On the afternoon of March 2, Crane convened about a dozen mostly senior Cato officials in a conference room on the seventh floor of the institute’s headquarters, where its executives have their offices. One attendee described it as a “war meeting” that was led by Crane’s fastidious number two, David Boaz, who’d worked for the think tank since the salad days on San Francisco’s Montgomery Street. When Cato’s strange corporate structure was explained, there was a moment of surprise among staffers, who assumed the institute had been set up like any other nonprofit. “A lot of us had no idea we had shareholders,” the attendee recalled. But the meeting quickly turned pragmatic, he said, into “how do we stop this.” They discussed the coming news onslaught, and later a multipage
internal memo of talking points was distributed to participants. It read in part:
Charles and David Koch have told Cato chairman Robert A. Levy that they intend to use their legal powers to remove Ed Crane, pack Cato’s board of directors, and coordinate Cato’s activities more closely with organizations that have political agendas. Predictably, their plans and motivations are not open and transparent.
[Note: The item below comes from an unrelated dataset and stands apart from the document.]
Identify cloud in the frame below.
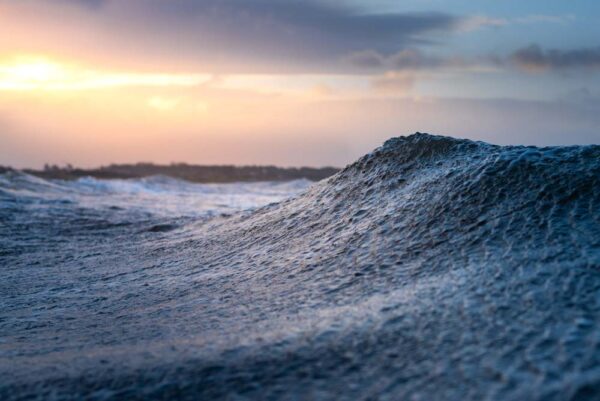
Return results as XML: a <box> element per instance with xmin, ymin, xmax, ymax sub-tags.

Charles Koch, David Koch and their representatives have publicly and privately declared their admiration for Ed Crane’s achievements which they describe as “remarkable” and “incredibly effective over the years.” Nevertheless David Koch told Bob Levy that the Koch family could only support Cato if Crane were removed as president. Koch offered no substantive reason for that demand. In a separate conversation Levy asked Charles Koch why he insisted on removing Crane after 35 years against the will of the board. Koch had no explanation other than that the two had a falling out some 20 years ago. The Kochs told Levy that they focused on defeating President Obama in 2012 and to that end they would like Cato to be the source of intellectual ammunition on key issues, advancing the efforts of Americans for Prosperity and allied groups by providing position papers, a media presence, and speakers on hot button issues.